DAY 14 - Final Production-Ready System

#ai #python #database #machinelearning

Day 14 marked the final stage of the Databricks 14 Days AI Challenge – 2 (Advanced), bringing together the various components developed throughout the challenge into a complete production-ready system.

The primary objective was to integrate the data engineering pipeline with the machine learning workflow into a single operational process. Throughout the earlier phases, individual components such as data ingestion, feature engineering, model training, experiment tracking, and inference pipelines were developed separately. Day 14 focused on combining these pieces into an end-to-end architecture capable of generating predictions from raw data.

The pipeline begins with loading data from the Delta table that stores the processed e-commerce event dataset. Feature engineering is applied to transform event-level interactions into user-level behavioral features. These features include metrics such as total user activity, number of purchases, total spending, and average transaction value.

Next, a purchase label is generated to identify whether each user has made a purchase. The feature dataset and label dataset are then joined to produce the final training dataset.

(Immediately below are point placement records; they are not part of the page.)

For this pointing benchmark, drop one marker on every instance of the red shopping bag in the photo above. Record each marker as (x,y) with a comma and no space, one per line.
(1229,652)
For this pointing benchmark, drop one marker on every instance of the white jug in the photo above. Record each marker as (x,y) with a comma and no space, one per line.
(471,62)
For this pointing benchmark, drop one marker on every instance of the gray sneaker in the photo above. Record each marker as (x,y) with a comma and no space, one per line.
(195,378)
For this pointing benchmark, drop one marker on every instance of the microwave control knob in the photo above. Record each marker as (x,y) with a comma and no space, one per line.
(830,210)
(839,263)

Using this dataset, a Logistic Regression model is trained to predict the probability that a user will make a purchase. The dataset is split into training and testing subsets, and model performance is evaluated using the Area Under the ROC Curve (AUC). The evaluation confirmed that the model could effectively distinguish between purchasing and non-purchasing users based on their interaction patterns.

After training, the final model is saved to a Unity Catalog volume and logged using MLflow. Because the system was executed on a serverless cluster, MLflow required a Unity Catalog temporary directory for model serialization. Adjusting the MLflow configuration allowed the model to be successfully logged and stored for future use.

Once the model was persisted, batch inference was performed on the dataset to generate purchase probability predictions for each user. The predictions include the user identifier, predicted probability of purchase, and binary prediction label. These results were written to a Gold Delta table, making them accessible for downstream analytics and decision-making processes.

The output dataset revealed a strong separation between users predicted to purchase and those predicted not to purchase, indicating that the engineered features provided meaningful signals for the model.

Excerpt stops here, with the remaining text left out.